Look after yourself and practice self-compassion. This will help you weather the storms of the best and hardest job in the world… parenting.
Practice observing yourself and noticing when you are being pulled into being reactive, losing connection to your parenting values and principles… and trying to control your child. Then practice settling yourself so that you have the brain space to connect to those values and principles and decide how to respond to your child thoughtfully and gracefully. It's your response you are responsible for, not a magical ability to "control".
Have fun with your kids and enjoy them regularly, in small moments like a joke or tickle, in bigger moments like going for a walk, out for a smoothie, or playing PlayStation together, and in whatever big ways fit for you e.g., a day at the beach, museum or mini golf, or binging your favourite shared show.
If you’ve been having rough times work hard to see through that to find moments to enjoy them.
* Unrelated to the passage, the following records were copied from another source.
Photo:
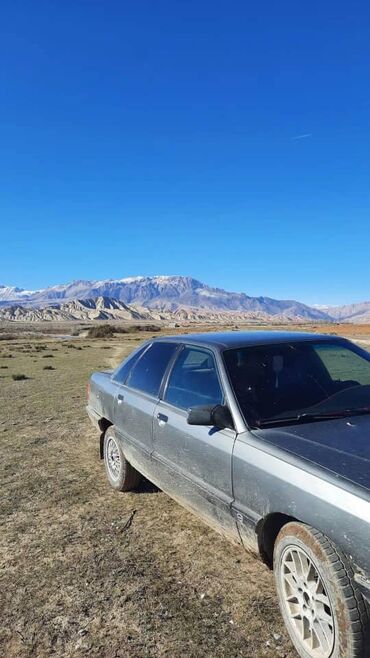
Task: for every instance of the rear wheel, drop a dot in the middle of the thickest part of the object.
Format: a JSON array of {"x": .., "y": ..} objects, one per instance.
[
  {"x": 324, "y": 612},
  {"x": 121, "y": 475}
]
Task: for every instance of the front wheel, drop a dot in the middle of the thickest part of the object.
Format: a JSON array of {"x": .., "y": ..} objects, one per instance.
[
  {"x": 323, "y": 610},
  {"x": 121, "y": 475}
]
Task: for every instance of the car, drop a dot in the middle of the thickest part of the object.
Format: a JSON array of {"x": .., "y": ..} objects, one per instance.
[{"x": 265, "y": 436}]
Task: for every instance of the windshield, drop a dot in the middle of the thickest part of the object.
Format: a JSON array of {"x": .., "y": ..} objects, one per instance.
[{"x": 299, "y": 381}]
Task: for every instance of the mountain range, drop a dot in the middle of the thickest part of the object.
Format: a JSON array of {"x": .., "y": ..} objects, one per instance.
[{"x": 161, "y": 297}]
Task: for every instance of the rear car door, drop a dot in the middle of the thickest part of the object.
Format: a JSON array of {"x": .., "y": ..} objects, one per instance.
[
  {"x": 136, "y": 399},
  {"x": 195, "y": 461}
]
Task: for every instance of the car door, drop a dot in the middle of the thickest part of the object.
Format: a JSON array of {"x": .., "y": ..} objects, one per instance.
[
  {"x": 195, "y": 461},
  {"x": 136, "y": 399}
]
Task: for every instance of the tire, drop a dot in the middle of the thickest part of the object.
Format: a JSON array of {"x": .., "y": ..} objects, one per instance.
[
  {"x": 121, "y": 475},
  {"x": 323, "y": 609}
]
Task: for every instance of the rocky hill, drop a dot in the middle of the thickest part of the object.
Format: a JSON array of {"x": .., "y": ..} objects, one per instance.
[{"x": 165, "y": 294}]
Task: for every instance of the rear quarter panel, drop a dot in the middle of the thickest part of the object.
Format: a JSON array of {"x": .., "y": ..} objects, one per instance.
[
  {"x": 267, "y": 480},
  {"x": 102, "y": 395}
]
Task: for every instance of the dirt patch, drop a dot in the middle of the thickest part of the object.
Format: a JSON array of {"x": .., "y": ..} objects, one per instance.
[{"x": 86, "y": 571}]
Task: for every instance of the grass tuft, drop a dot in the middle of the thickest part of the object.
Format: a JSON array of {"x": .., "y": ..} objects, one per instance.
[{"x": 19, "y": 377}]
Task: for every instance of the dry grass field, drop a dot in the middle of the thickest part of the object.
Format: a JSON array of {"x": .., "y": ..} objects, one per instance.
[{"x": 86, "y": 571}]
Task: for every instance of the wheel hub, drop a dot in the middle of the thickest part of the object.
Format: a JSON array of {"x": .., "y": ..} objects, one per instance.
[
  {"x": 307, "y": 603},
  {"x": 113, "y": 458}
]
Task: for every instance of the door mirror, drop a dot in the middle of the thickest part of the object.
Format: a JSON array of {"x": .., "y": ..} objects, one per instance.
[{"x": 219, "y": 416}]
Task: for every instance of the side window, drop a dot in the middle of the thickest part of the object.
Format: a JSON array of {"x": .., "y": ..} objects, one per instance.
[
  {"x": 120, "y": 375},
  {"x": 147, "y": 373},
  {"x": 194, "y": 380}
]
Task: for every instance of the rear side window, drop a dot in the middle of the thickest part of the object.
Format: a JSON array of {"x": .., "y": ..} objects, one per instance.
[
  {"x": 194, "y": 380},
  {"x": 147, "y": 373},
  {"x": 121, "y": 374}
]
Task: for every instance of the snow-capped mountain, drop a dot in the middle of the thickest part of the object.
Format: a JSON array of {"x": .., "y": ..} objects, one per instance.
[{"x": 164, "y": 293}]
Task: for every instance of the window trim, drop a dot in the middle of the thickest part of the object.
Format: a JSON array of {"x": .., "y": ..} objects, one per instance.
[
  {"x": 140, "y": 390},
  {"x": 144, "y": 348},
  {"x": 167, "y": 376}
]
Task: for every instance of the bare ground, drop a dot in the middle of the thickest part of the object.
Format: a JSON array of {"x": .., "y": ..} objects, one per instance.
[{"x": 86, "y": 571}]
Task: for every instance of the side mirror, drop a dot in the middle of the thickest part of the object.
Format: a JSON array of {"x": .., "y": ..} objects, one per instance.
[{"x": 219, "y": 416}]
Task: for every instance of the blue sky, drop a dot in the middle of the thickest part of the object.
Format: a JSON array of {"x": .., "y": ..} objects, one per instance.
[{"x": 227, "y": 140}]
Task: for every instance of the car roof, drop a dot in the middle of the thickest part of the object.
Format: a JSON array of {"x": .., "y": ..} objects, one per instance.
[{"x": 230, "y": 339}]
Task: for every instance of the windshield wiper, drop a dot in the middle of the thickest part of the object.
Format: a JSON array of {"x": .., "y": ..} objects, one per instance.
[{"x": 307, "y": 417}]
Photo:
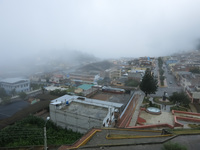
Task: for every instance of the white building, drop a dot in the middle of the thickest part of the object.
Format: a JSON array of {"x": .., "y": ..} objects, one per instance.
[
  {"x": 80, "y": 113},
  {"x": 15, "y": 84}
]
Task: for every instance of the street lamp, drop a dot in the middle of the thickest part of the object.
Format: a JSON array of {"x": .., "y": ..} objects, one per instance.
[{"x": 45, "y": 134}]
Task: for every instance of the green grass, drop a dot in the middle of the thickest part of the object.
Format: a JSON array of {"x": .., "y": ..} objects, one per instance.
[
  {"x": 178, "y": 108},
  {"x": 29, "y": 131}
]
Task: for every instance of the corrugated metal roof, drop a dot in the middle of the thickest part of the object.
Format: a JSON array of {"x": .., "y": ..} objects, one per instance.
[{"x": 86, "y": 86}]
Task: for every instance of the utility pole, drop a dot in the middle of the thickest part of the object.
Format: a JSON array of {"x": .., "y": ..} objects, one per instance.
[{"x": 45, "y": 134}]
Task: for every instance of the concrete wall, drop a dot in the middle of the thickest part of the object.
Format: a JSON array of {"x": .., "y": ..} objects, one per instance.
[{"x": 76, "y": 122}]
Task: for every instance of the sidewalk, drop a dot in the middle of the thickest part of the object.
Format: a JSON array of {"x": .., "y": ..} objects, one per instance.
[{"x": 137, "y": 111}]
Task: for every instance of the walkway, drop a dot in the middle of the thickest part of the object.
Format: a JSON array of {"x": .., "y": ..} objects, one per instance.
[{"x": 137, "y": 111}]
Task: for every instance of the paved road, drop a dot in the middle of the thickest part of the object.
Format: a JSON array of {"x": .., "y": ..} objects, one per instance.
[{"x": 9, "y": 109}]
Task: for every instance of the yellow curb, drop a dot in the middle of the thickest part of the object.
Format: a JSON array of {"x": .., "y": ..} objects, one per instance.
[
  {"x": 125, "y": 129},
  {"x": 123, "y": 136}
]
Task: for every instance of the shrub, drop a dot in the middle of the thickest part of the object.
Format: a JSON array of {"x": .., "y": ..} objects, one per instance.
[{"x": 173, "y": 146}]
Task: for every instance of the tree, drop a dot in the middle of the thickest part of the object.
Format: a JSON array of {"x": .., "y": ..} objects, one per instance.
[
  {"x": 2, "y": 93},
  {"x": 22, "y": 95},
  {"x": 181, "y": 98},
  {"x": 149, "y": 83}
]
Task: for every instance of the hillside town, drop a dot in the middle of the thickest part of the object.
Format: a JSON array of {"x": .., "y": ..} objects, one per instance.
[{"x": 107, "y": 97}]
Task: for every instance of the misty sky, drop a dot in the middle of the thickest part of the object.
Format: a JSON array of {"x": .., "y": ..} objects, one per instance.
[{"x": 103, "y": 28}]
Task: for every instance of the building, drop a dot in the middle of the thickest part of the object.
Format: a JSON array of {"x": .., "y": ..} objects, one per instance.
[
  {"x": 81, "y": 113},
  {"x": 114, "y": 73},
  {"x": 84, "y": 78},
  {"x": 15, "y": 85}
]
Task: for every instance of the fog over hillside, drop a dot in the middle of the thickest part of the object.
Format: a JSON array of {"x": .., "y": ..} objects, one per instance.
[{"x": 35, "y": 33}]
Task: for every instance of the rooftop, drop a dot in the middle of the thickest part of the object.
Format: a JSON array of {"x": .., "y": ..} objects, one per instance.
[
  {"x": 85, "y": 100},
  {"x": 87, "y": 110}
]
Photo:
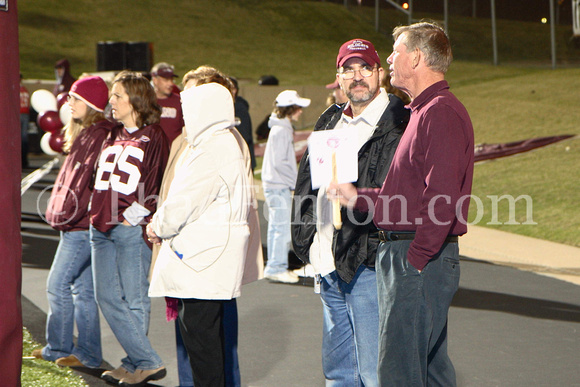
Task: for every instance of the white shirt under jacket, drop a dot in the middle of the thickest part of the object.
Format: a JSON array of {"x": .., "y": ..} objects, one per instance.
[{"x": 204, "y": 218}]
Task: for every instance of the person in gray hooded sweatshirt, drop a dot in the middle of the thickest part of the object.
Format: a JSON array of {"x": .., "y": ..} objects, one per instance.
[{"x": 279, "y": 173}]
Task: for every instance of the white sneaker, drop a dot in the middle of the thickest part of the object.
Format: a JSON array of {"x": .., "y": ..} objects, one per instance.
[{"x": 286, "y": 277}]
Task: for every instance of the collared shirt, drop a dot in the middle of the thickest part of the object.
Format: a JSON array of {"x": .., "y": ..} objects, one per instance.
[
  {"x": 321, "y": 256},
  {"x": 428, "y": 185}
]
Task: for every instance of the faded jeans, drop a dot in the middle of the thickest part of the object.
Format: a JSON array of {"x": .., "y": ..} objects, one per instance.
[
  {"x": 71, "y": 298},
  {"x": 413, "y": 309},
  {"x": 121, "y": 261},
  {"x": 350, "y": 329},
  {"x": 279, "y": 210}
]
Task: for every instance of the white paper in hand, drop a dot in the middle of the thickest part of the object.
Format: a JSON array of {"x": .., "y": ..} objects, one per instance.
[{"x": 321, "y": 144}]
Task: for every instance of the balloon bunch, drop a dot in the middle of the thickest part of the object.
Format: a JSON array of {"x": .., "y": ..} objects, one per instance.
[{"x": 53, "y": 114}]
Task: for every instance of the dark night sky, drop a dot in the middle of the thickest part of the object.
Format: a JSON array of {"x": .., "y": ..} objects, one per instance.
[{"x": 526, "y": 10}]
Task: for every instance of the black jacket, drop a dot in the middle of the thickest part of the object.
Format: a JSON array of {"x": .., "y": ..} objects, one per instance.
[{"x": 351, "y": 245}]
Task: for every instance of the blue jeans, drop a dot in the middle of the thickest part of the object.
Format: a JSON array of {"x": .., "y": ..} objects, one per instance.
[
  {"x": 231, "y": 364},
  {"x": 279, "y": 210},
  {"x": 121, "y": 261},
  {"x": 413, "y": 310},
  {"x": 350, "y": 329},
  {"x": 71, "y": 298}
]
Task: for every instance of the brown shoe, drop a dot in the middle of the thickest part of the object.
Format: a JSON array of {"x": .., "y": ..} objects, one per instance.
[
  {"x": 115, "y": 375},
  {"x": 141, "y": 377},
  {"x": 69, "y": 361}
]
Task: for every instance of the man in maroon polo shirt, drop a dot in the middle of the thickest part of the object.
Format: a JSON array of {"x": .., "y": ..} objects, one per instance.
[{"x": 420, "y": 210}]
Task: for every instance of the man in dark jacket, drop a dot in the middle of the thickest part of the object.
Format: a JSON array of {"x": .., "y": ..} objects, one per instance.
[{"x": 344, "y": 259}]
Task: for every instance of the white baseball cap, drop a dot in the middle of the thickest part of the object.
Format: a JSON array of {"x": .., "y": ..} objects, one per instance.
[{"x": 291, "y": 97}]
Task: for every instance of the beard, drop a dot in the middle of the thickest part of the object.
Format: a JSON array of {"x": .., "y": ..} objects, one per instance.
[{"x": 361, "y": 97}]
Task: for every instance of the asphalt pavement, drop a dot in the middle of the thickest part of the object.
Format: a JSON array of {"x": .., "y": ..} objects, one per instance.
[{"x": 515, "y": 320}]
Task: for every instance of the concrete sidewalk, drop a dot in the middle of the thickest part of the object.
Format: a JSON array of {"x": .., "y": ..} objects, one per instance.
[{"x": 525, "y": 253}]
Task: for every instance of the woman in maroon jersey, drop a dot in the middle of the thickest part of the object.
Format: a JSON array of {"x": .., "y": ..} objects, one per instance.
[
  {"x": 127, "y": 183},
  {"x": 70, "y": 283}
]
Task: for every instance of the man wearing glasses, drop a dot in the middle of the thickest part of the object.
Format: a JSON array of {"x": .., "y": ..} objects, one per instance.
[{"x": 344, "y": 260}]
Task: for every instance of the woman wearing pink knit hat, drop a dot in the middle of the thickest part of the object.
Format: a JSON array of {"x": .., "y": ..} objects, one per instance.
[{"x": 70, "y": 287}]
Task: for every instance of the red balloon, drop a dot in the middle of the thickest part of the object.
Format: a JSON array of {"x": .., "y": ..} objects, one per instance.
[
  {"x": 61, "y": 99},
  {"x": 56, "y": 142},
  {"x": 49, "y": 121}
]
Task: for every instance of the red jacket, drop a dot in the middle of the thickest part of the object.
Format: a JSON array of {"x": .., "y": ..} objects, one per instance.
[{"x": 68, "y": 208}]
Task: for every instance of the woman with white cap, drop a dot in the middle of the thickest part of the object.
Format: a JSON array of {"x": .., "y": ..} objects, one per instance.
[
  {"x": 279, "y": 173},
  {"x": 70, "y": 290}
]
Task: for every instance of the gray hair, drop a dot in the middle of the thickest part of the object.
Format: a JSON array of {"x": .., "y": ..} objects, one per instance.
[{"x": 431, "y": 40}]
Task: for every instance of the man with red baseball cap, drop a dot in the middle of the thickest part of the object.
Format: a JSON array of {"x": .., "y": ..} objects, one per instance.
[
  {"x": 344, "y": 260},
  {"x": 162, "y": 75}
]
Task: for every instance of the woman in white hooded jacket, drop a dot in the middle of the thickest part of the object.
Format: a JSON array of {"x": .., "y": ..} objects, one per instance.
[
  {"x": 203, "y": 224},
  {"x": 278, "y": 179}
]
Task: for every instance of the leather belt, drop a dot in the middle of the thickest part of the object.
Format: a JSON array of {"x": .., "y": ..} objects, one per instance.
[{"x": 391, "y": 236}]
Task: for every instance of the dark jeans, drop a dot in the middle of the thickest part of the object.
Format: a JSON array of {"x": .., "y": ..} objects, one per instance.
[
  {"x": 201, "y": 326},
  {"x": 413, "y": 308},
  {"x": 231, "y": 365}
]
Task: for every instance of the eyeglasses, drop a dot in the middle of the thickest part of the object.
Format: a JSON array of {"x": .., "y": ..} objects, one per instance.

It matters and will make a positive difference. Kids need to have experiences of being the “apple of our eye”. In those moments when we are connected and enjoying them our brain is switching on important parts of their brain, and we are communicating our love in ways that help grow their sense of self worth and their resilience.
Remember your kids love you, even when they don’t show it or directly tell you otherwise. It’s easier to see the love your kids have for you when they are younger, and they actively seek you and want to connect. It can get harder to see the love they have for you as they become teens when their developmental task is to become more of an individual and increase connection with peers, but they love you just as much as when they were little and they need you just as much. Always work hard to not take it personally when your kids have difficult behaviours, big feelings, or use mean words towards you. Their brains are still developing.
At the risk of mixing metaphors, parenting is a rollercoaster with curveballs.
But always remember that while you can’t control the ride or what’s thrown at you, you can choose where to invest your energy. And investing in your relationship with your kids and teens might just give you the “power” you need to grow them up into great humans on the ride.
Leonie :)
Dr Leonie White - Clinical Family Therapist and Psychologist
Helping people grow, connect and thrive in life’s unique journey.
Please note - this article is educational in nature and does not constitute therapy advice.
Please seek help from a professional if you require support.